Avec l’arrivée des islamo-conservateurs au pouvoir en 2002, les écoles coraniques pour filles ont essaimé. Sabiha Çimen a pu pénétrer ce monde très fermé. Un reportage récompensé du World Press Photo en 2020.
Entre deux cours de religion, des jeunes filles en tenue islamique jouent à la marelle, chantent, échangent des confidences et font du manège. Des moments de détente bien nécessaires face à la lourde responsabilité qui leur incombe. Scolarisées loin de leurs familles dans des internats coraniques, ces jeunes Turques ont entrepris d’apprendre par cœur et de réciter les 6 236 versets en arabe du Coran, dont elles ambitionnent de devenir les « gardiennes » (hafiz). Agées de 8 à 17 ans, elles vont consacrer trois ou quatre années de leur vie pour atteindre cet objectif.

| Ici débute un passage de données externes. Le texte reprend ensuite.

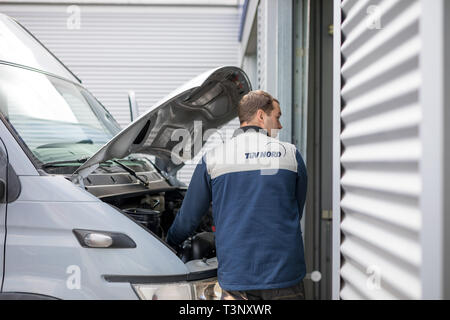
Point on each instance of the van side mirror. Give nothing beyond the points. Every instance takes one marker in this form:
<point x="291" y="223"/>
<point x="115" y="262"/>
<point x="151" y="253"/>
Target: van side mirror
<point x="134" y="109"/>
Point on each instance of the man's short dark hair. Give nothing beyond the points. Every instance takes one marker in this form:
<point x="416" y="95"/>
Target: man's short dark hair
<point x="252" y="102"/>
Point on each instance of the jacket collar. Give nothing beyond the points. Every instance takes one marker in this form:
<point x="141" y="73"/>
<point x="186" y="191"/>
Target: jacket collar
<point x="251" y="128"/>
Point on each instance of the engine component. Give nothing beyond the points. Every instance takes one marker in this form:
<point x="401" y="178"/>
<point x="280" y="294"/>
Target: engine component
<point x="150" y="219"/>
<point x="200" y="246"/>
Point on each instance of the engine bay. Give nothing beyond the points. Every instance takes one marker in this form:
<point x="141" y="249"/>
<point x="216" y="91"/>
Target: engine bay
<point x="145" y="194"/>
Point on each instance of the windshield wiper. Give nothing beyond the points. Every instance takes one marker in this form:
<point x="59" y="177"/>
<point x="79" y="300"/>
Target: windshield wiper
<point x="55" y="163"/>
<point x="132" y="172"/>
<point x="64" y="144"/>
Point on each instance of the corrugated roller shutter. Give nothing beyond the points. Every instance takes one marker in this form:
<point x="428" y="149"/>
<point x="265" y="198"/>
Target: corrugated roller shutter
<point x="380" y="180"/>
<point x="148" y="49"/>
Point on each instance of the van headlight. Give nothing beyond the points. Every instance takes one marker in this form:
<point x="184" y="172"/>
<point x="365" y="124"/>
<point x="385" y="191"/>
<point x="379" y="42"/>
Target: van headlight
<point x="195" y="290"/>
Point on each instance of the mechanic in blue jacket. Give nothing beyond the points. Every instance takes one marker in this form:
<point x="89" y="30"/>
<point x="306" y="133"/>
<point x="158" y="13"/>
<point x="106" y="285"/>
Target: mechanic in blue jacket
<point x="257" y="186"/>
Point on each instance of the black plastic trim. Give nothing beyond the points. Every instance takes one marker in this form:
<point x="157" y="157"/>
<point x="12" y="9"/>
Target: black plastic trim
<point x="25" y="296"/>
<point x="120" y="240"/>
<point x="193" y="276"/>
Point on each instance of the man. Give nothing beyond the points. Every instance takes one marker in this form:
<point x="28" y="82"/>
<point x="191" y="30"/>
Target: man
<point x="257" y="186"/>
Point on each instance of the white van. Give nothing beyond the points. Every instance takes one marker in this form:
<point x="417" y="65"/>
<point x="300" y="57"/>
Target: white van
<point x="84" y="208"/>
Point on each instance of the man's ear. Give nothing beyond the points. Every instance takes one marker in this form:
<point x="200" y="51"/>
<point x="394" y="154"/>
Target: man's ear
<point x="260" y="115"/>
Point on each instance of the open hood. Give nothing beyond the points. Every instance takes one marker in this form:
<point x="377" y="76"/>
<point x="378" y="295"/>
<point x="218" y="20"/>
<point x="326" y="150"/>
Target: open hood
<point x="211" y="98"/>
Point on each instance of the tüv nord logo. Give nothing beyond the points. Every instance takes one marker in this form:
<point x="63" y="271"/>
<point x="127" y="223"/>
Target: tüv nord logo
<point x="267" y="154"/>
<point x="263" y="154"/>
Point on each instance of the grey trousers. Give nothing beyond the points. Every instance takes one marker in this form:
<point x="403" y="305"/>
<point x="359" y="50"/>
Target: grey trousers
<point x="296" y="292"/>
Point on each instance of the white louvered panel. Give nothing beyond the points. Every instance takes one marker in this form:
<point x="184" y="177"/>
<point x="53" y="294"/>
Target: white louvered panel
<point x="381" y="150"/>
<point x="261" y="46"/>
<point x="148" y="49"/>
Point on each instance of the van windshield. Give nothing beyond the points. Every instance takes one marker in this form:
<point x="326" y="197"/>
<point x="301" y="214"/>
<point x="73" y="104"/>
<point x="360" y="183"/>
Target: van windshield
<point x="57" y="119"/>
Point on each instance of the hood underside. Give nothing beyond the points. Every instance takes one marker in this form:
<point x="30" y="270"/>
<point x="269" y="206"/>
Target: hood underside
<point x="175" y="123"/>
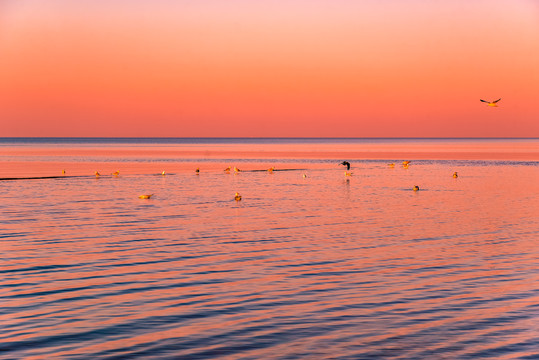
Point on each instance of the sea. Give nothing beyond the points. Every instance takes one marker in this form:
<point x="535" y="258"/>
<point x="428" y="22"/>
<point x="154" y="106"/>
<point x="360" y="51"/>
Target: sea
<point x="314" y="262"/>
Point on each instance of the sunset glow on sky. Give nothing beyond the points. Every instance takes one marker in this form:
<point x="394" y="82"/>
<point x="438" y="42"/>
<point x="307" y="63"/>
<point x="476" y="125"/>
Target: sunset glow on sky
<point x="316" y="68"/>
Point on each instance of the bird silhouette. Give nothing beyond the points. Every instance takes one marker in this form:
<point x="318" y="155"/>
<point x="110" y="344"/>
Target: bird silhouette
<point x="491" y="103"/>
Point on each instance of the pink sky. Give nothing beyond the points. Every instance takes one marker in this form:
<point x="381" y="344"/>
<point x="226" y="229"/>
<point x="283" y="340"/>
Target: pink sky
<point x="338" y="68"/>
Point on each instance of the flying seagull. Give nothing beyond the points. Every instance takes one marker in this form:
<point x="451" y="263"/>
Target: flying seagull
<point x="491" y="103"/>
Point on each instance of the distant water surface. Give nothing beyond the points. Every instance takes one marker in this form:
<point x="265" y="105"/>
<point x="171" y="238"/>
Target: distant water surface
<point x="325" y="266"/>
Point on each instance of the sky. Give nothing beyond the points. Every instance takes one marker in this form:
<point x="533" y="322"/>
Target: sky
<point x="281" y="68"/>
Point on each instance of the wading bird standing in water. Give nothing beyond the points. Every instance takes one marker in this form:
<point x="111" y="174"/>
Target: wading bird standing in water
<point x="491" y="103"/>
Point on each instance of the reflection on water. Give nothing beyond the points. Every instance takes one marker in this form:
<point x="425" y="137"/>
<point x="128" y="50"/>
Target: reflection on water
<point x="323" y="267"/>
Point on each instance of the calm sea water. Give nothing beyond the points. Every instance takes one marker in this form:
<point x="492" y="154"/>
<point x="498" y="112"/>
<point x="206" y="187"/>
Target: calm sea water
<point x="325" y="266"/>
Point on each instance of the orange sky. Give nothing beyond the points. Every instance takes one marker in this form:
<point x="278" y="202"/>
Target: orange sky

Répétition, mémorisation, psalmodies vont occuper l’essentiel de leurs journées, depuis 5 heures du matin, pour la première prière, jusqu’à 21 heures. « Un exercice qui demande discipline, dévotion et concentration », explique Sabiha Çimen, qui a saisi les images des futures « gardiennes » du Coran pendant leurs loisirs. Les internats qu’elle a visités, dans cinq villes d’Anatolie, ne se laissent pas facilement pénétrer par les photographes. Mais Sabiha Çimen, 35 ans, y a ses entrées.
Emotion lors de l’examen final
Les internats coraniques pour filles n’ont pas de secrets pour cette native d’Istanbul. « Quand j’avais 12 ans, j’ai étudié pendant trois ans dans une école coranique avec ma sœur jumelle, raconte-t-elle. C’est un cercle étroit, un milieu que je connais bien, car mes sœurs aînées aussi sont des hafiz. » En montrant « les moments de rêves et de hardiesse » de ces jeunes élèves, leur complicité, la photographe espère contribuer à mieux faire connaître la culture islamique, « souvent mal comprise dans les pays occidentaux ».